Chattahoochee Valley Community College
- Former names: Chattahoochee Valley State Junior College Chattahoochee Valley State Community College
- Type: Public community college
- Established: 1973
- Location: Phenix City, Alabama, United States 32°25′26″N 85°01′52″W﻿ / ﻿32.424°N 85.031°W
- Campus: Rural;
- Mascot: Pirates
- Website: www.cv.edu

= Chattahoochee Valley Community College =

Public college in Phenix City, Alabama, US

Chattahoochee Valley Community College is a public community college in Phenix City, Alabama. It serves residents of Russell County and parts of Bullock, Lee, Macon, and Barbour Counties, as well as the Columbus, Georgia metropolitan area. Since 1975 it has shared its campus with Troy University's Phenix City Campus.

==History==
The college was established in 1973 as the Chattahoochee Valley State Junior College by an act of the Alabama State Legislature. It opened in January 1974 in a temporary location with 280 students, and in April 1974 had 1,239 students. Local residents donated 103 acres of land for the college's permanent buildings. By 1976, the college had five new permanent buildings and 15 temporary buildings. The college has nine permanent buildings, the newest being the Instructional & Performing Arts Center (IPAC).
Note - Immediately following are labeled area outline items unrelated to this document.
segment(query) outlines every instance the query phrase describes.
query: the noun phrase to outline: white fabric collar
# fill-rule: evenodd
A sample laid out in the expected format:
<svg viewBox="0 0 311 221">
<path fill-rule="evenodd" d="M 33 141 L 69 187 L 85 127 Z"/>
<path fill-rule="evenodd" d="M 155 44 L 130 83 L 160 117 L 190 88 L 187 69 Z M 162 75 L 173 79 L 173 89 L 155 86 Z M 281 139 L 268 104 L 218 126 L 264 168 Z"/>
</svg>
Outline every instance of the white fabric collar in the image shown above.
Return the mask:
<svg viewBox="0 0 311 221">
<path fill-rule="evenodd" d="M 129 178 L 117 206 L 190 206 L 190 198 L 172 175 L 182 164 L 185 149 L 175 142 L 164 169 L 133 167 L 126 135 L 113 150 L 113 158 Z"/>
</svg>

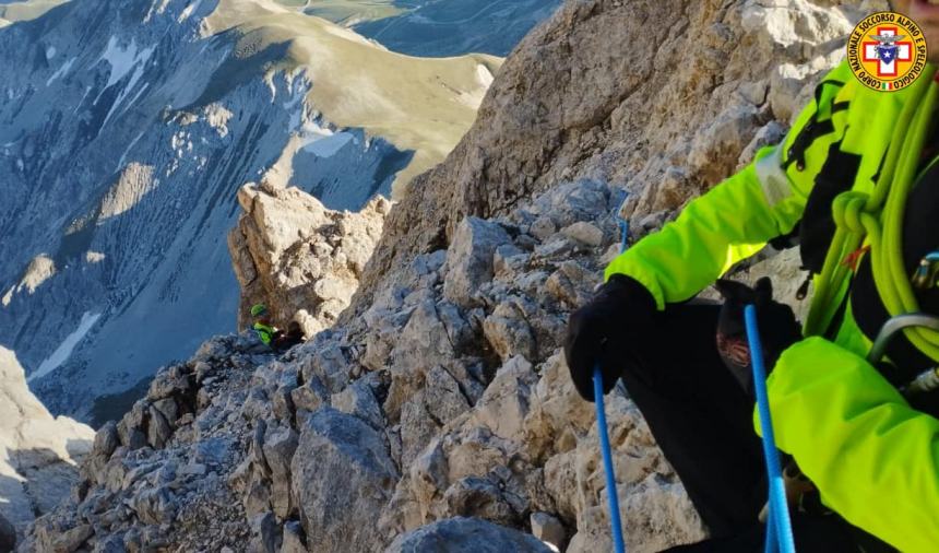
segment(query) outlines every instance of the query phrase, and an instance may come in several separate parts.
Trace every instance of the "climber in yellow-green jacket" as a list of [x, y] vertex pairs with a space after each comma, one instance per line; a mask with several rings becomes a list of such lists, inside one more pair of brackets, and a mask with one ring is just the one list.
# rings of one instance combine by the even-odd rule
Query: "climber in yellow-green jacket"
[[[847, 63], [831, 71], [782, 143], [615, 259], [569, 322], [578, 391], [593, 400], [597, 363], [605, 391], [622, 378], [711, 531], [682, 551], [762, 544], [742, 303], [766, 342], [777, 445], [810, 482], [791, 509], [797, 550], [939, 551], [939, 332], [905, 330], [867, 358], [888, 320], [939, 315], [939, 9], [893, 8], [932, 42], [915, 84], [877, 92]], [[723, 281], [723, 307], [689, 302], [768, 243], [798, 243], [812, 276], [801, 329], [768, 281]]]

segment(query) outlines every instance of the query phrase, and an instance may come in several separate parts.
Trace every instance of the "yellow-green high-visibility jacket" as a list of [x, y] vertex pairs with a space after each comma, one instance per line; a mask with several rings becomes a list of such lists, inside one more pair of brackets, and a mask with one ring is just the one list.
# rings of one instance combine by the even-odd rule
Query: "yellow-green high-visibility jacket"
[[[813, 187], [831, 186], [844, 163], [855, 175], [844, 189], [869, 192], [907, 91], [870, 91], [837, 67], [782, 144], [610, 262], [606, 276], [638, 280], [662, 309], [791, 233]], [[939, 420], [912, 409], [865, 361], [870, 342], [849, 309], [832, 336], [796, 343], [773, 369], [777, 445], [849, 522], [902, 551], [939, 551]]]
[[254, 332], [258, 334], [258, 338], [264, 342], [264, 345], [271, 345], [271, 341], [274, 339], [274, 332], [276, 332], [276, 329], [269, 327], [268, 325], [255, 322]]

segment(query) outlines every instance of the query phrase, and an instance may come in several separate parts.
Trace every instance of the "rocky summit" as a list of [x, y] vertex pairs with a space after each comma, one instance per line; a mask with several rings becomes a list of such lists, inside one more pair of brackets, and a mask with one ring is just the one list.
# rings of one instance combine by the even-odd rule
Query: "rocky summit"
[[83, 420], [235, 330], [242, 185], [358, 211], [443, 160], [501, 63], [397, 55], [295, 2], [55, 3], [0, 4], [0, 344]]
[[620, 250], [620, 217], [635, 239], [777, 141], [881, 8], [570, 0], [393, 204], [240, 179], [241, 316], [269, 303], [310, 340], [275, 354], [217, 336], [161, 368], [19, 551], [609, 551], [614, 492], [629, 551], [702, 539], [621, 387], [607, 489], [568, 316]]

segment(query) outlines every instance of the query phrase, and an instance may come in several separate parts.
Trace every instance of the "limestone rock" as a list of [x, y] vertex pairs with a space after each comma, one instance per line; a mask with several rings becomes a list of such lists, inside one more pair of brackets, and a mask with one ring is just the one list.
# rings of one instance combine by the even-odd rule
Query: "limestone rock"
[[557, 518], [547, 513], [532, 513], [532, 536], [550, 543], [558, 550], [564, 546], [567, 540], [567, 530]]
[[326, 209], [297, 188], [238, 191], [243, 210], [228, 235], [235, 275], [241, 285], [239, 327], [248, 310], [268, 305], [281, 328], [296, 320], [311, 338], [348, 305], [378, 240], [390, 203], [372, 199], [357, 213]]
[[464, 219], [447, 250], [449, 278], [443, 284], [443, 295], [456, 305], [472, 306], [475, 291], [492, 278], [496, 248], [510, 242], [497, 223], [473, 216]]
[[550, 553], [550, 549], [530, 534], [476, 518], [440, 520], [396, 539], [385, 553]]
[[16, 546], [16, 529], [0, 515], [0, 551], [13, 551]]
[[383, 508], [399, 474], [375, 430], [323, 408], [302, 428], [290, 469], [308, 543], [321, 551], [367, 551], [380, 542], [365, 521]]

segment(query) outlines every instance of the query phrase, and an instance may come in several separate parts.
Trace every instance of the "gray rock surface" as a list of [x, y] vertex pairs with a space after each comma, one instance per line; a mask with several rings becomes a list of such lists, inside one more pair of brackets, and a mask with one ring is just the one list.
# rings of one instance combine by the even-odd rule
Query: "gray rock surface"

In the 1980s, the "junior" in the college's name was changed to "community". In 1996, the "state" was dropped, resulting in the current name, Chattahoochee Valley Community College.

The first president was Dr. Ralph M. Savage, appointed in October 1973. Subsequent presidents were Dr. James Owen (1980 until 1993), Dr. Richard Federinko (1993 to 2002), Dr. Laurel Blackwell (2003-2010) and Dr. Glen Cannon (2011-2014). The current interim president is Mr. Mark Ellard. In Spring of 2018, CVCC announced that Mrs. Jacqueline B. Screws was chosen as president after leading Wallace community college of Eufaula.

The Chattahoochee Valley Community College Foundation, an organization associated with the college, raises funds for student scholarships.